Kavgalar, gaddarlıklar, kıskançlıklar, kinler, ihanetler, kötülükler unutuluyor.
İnsanlar kötü alışkanlıklarından kısa bir süre de olsa kurtuluyorlar.
Ramazanda poliseye suçlarda, sosyal olaylarda ciddi düşmeler oluyor.
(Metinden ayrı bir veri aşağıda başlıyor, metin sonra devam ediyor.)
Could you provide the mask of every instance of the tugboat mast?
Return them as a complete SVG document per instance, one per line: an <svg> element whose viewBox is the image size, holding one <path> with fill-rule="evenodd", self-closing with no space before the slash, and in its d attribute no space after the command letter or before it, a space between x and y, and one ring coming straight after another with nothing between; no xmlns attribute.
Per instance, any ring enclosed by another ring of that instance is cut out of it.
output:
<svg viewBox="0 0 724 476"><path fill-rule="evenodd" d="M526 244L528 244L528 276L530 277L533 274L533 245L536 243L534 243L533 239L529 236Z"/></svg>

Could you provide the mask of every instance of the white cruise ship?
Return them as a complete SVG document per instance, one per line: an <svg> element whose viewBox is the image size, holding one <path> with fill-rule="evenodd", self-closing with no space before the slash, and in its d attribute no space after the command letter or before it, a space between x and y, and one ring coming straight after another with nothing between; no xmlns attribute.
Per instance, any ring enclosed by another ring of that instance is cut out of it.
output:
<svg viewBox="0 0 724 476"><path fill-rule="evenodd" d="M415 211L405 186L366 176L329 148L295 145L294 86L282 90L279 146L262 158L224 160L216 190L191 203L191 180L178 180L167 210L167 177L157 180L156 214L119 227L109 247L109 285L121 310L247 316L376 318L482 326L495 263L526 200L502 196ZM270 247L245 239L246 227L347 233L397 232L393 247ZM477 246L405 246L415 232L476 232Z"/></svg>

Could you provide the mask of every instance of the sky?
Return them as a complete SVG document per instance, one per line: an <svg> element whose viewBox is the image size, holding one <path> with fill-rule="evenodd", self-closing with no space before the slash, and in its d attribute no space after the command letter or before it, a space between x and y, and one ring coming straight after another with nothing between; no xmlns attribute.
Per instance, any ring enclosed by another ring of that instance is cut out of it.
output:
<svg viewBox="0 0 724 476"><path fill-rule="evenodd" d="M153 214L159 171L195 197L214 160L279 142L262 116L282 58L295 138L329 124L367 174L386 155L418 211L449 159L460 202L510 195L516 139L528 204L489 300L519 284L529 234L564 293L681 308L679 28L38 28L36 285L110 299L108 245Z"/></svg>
Hatta boşanmalar hemen hemen duruyor.
Dikkat edilirse ramazanda gazetelerde cinayet ve felaket haberlerinin sayısı da azalıyor.
* * *
Marmara Grubu’nun bu anlamlı geleneksel iftarında bir şey daha dikkatimi çekti.
Hemen her gruptan, her dinden insan vardı ama bir tane bile politikacı yoktu salonda.
Bunun nedenini merak edip Marmara Grubu Başkanı Akkan Suver’e sordum.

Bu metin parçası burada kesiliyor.